Billions in Income Fled New York—So Why Are Many High Earners Still Renting in South Florida?

by Allaire Conte

skyline-of-jacksonville

South Florida didn’t just win the COVID-19 pandemic-era migration boom; it hit the jackpot.

As money drained out of old strongholds like New York, the Sunshine State netted $20.65 billion in annual adjusted gross income from tax filers who moved between 2019 and 2023. Greater Miami alone pulled in $10.5 billion, according to newly released IRS data.

By 2023, the average out-of-state mover arriving in the Magic City was making $178,382.

That's the kind of income you might expect to feed a homebuying boom, but in some of the biggest hubs of this migration wave, the for-sale market has been oddly subdued.

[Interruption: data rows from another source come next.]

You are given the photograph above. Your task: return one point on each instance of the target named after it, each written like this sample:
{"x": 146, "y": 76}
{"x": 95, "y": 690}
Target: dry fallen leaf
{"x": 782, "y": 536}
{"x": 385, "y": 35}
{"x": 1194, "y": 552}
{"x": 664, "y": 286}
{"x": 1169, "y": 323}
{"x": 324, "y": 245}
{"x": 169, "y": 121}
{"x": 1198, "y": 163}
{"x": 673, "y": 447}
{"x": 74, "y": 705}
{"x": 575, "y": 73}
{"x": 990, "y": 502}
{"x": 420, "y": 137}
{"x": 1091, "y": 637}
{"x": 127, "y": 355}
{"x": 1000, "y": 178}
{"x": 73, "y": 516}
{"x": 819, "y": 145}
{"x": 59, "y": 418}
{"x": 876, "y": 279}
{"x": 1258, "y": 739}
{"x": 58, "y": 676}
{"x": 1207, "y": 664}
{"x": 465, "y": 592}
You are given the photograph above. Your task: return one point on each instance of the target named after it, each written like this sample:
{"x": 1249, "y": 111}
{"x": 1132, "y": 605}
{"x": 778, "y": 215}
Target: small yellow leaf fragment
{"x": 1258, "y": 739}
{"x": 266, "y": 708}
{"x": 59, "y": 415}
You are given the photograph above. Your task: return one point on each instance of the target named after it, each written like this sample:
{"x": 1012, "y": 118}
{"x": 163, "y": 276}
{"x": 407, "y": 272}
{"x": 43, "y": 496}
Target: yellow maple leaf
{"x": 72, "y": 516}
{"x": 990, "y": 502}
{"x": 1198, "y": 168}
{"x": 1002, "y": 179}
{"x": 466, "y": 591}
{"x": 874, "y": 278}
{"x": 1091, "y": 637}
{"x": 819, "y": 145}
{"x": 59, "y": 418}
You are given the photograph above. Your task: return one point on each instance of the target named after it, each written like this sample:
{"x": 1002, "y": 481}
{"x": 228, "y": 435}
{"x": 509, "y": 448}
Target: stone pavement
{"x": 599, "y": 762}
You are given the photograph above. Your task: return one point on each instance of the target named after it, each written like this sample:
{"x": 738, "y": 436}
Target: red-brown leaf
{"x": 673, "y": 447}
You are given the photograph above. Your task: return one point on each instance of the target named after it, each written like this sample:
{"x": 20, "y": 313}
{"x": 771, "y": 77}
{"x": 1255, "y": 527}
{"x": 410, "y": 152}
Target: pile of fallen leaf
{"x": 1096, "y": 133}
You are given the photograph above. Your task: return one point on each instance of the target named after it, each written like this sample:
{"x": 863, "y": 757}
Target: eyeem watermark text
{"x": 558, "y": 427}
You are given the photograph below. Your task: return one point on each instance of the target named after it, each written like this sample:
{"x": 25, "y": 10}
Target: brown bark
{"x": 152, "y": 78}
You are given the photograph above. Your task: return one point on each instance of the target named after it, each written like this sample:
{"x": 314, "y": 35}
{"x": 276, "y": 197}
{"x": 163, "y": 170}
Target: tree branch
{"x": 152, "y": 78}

In West Palm Beach, for example, home prices rose just 0.9% this year. In Miami, they fell 4.2%, according to data from Realtor.com®

Luxury rents, meanwhile, are climbing.

Rents rose just 0.9% year over year in West Palm Beach, but upper midrange rents rose 1.6%. In Miami, rents ticked up 0.6%, while upper midrange rents rose 0.7%, according to the most recent rental report from Miami Realtors.

Austin LeBahn, a private equity investor who moved to Miami last year, helps explain why. 

After spending time on the finance scenes of Chicago and Denver, he was drawn to Miami by the sense that South Florida was still early in its ascent.

"There’s really only limited times in our country’s history where you can actually see the transformation of a city or a region," he tells Realtor.com. "It’s very exciting to say the least."

To LeBahn, South Florida’s rise as the "Wall Street of the South" isn't a glib attempt to re-create New York in a warmer ZIP code. It's a realignment of firms, capital, and talent that could make something new entirely.

He wanted in. So he applied for a job at a Florida firm and moved with his wife and newborn to a downtown rental.

That's the contradiction now defining South Florida’s housing market: The region is attracting high-earning newcomers eager to buy into its future, but many are still opting to rent a foothold first.

Father holding newborn with his wife in Miami
The LeBahn family at their new home in Miami. Photo Courtesy of Austin LeBahn.

Why six-figure newcomers are renting instead of buying

LeBahn’s decision to rent was personal, but it was not unusual. Nationally, the share of households making at least $100,000 that rent rose from 18% in 2019 to 24% in 2024, according to data from the American Community Survey.

"Uncertainty kept high earners renting," Jiayi Xu, senior economist at Realtor.com, explains.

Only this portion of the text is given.